# Capstone Project: Milestone Report

## The problem

In this project we look at predicting the outcome of a soccer game from one of the major European leagues. Our client is a betting agency who is looking into improving its predictive power to better pr0duce odds for the games. Our benchmark is the average correctness of the major betting agencies accepting bets on European soccer. As odds are inversely proportional to the probability of a certain outcome (Home win, Draw, or Away win) lower odds correspond to higher probability of a certain outcome. By selecting the lowest odds as the betting agency prediction, we will measure their prediction against the actual outcome of a game. Our goal here is to produce a prediction model that does better than the average consensus of the agencies.

The leagues selected and the computed betting agencies correctness in each are shown in the graph below. The overall correctness is 53.25%.


## The data

The data comes from the Soccer Database at https://www.kaggle.com/hugomathien/soccer on the Kaggle website. This database is actually a collection of data from different sources:
1. http://football-data.mx-api.enetscores.com/ : scores, lineup, team formation and events

2. http://www.football-data.co.uk/ : betting odds. 

3. http://sofifa.com/ : players and teams attributes from EA Sports FIFA games

The database consists of 4 different tables; *Player*, *Player_Attributes*, *Team*, and *Match*. The Player table includes name, birthdate, height and weight of the player associated with a particular player_id. The Team table contains the full and short (3 letters) names of a team. The Player_Attributes comes from the EA Sports Fifa game and includes several characteristics: overall_ranking, preferred foot, goal keeping abilities, shooting abilities, offensive and defensive rankings, and others for a total of about 40. Finally, the Match team contains all details of games played starting with the 2008/09 season and up to the 2015/2016 season. It contains the teams involved, the goals scored, the team formations, the teams' starting 11, and betting odds from several betting agencies for a total of 115 variables.

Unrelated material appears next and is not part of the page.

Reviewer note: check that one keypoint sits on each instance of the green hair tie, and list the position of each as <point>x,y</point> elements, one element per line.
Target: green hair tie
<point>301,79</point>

Most of the information relating to the events happened during a game, such as free-kicks awarded, shots on goal, or scoring players' names, is contained within a few columns in HTML format.

Most of the data is clean, there are only a few missing values, corresponding to a few games in the Italian Serie A during the 2010/11 season. In addition the betting odds were not collected for two of the leagues: Poland Ekstraklasa and Switzerland Super League. These leagues will be excluded from the analysis.

## Preliminary Exploration

Our preliminary analysis of the data will look into five different areas; Upsets, Home Advantage, Stage Effect, Team Performance, and Goals Scored.

### Upsets

The goal here is to better understand how the betting agencies are doing in predicting outcomes for different leagues and different outcomes. The following graph shows how the betting agencies consensus is faring in each league, for which betting odds are avaialable. 

![League Correctness](league_correctness.png)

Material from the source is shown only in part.